An innovative Narrabri organisation, the Women’s Shed, has got off to a flying start with a meeting attended by 40 women on Saturday.

The Women’s Shed will be a group which will offer women, aged 15 and above, opportunities to learn practical new skills, create, socialise, network and enjoy each other’s company.

Women in our community are looking to learn skills in woodworking, mechanics, welding, plumbing, and general industrial skills and they are wanting to learn how to use hand and power tools and be able to do general maintenance around their homes and also be creative with art and sculptures.

The launch of the Women’s Shed is an initiative by Community College Northern Inland Campus co-ordinator Trish Dandridge.

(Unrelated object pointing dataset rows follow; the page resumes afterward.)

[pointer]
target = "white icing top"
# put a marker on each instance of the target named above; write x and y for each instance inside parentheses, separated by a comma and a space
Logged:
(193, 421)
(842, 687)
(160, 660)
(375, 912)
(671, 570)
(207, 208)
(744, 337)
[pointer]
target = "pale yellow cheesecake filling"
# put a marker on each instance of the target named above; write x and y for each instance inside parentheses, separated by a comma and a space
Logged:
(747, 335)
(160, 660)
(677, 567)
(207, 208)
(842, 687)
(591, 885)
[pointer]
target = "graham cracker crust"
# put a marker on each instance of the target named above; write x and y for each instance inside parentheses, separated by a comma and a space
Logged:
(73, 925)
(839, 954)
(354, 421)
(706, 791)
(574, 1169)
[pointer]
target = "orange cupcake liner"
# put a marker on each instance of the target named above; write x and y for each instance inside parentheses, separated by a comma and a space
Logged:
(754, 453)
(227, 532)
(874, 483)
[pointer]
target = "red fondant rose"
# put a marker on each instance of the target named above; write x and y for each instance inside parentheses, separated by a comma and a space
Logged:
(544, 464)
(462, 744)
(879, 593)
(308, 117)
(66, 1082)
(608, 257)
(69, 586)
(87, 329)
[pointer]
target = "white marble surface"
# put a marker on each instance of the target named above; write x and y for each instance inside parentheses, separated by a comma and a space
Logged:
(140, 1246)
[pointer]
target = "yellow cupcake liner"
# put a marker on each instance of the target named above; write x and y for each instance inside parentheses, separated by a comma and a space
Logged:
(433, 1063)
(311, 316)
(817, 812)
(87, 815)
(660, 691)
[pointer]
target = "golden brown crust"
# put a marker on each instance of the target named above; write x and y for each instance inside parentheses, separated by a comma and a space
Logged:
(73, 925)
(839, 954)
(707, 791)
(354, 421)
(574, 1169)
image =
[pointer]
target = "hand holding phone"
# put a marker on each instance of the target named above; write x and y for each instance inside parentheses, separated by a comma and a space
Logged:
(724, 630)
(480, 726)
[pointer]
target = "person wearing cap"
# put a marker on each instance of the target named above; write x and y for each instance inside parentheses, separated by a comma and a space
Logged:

“The aim is to establish an organisation which will be a vehicle for women to learn ‘hands on’ skills they may not normally have easy access to, with other benefits such as networking, mentoring and coaching, introducing women to non-traditional skills and trades to broaden career choices and pathways.

“This group can empower women to be who they want to be and do what they want to do,” said Mrs Dandridge.

She was delighted with the enthusiasm at the first meeting. “In addition to the 40 women who came along, I have had expressions of interest from at least another ten women.

“Women’s Sheds have only started to emerge in the last few years, but are now gathering momentum.

“I initiated this Women’s Shed because we have been seeing strong interest from women through the Community College’s ‘learn to weld’ and other industrial type classes. The feedback I was getting indicated that the interest was there and it was time.

“Women want to learn how to do these things themselves and not have to rely on a handyman for everything – they can do it themselves.

“A lot of women may simply want to know how to change the washer on a tap, or use power tools – but it can be anything.”

“The Women’s Shed can also be used as a platform to discuss women’s health and wellbeing in our community, be inclusive of minority groups such as women with a disability, create an avenue for new people coming to town to meet and integrate into our community – there are so many opportunities for this group to give back to our community as well,” said Mrs Dandridge.

“At the meeting on Saturday, there was a lot of discussion around how the women see the Shed evolving such as making projects to donate back into the community.

“I want the Women’s Shed to be a safe, happy and harmonious place for all women to come and enjoy.

“I am very conscious that even though we have started discussions, we want it to evolve into what the community wants it to be, so we are looking for input and suggestions.”

The first meeting has set the scene for a successful Women’s Shed.

“We have about a dozen women who have put their hands up to establish our committee.

What is the next step? “We need to formalise our committee, secure a location and we are applying for funding to be able to set up the Women’s Shed” said Mrs Dandridge.

Meanwhile, the organisation is looking for a suitable name for the Women’s Shed and suggestions are welcomed.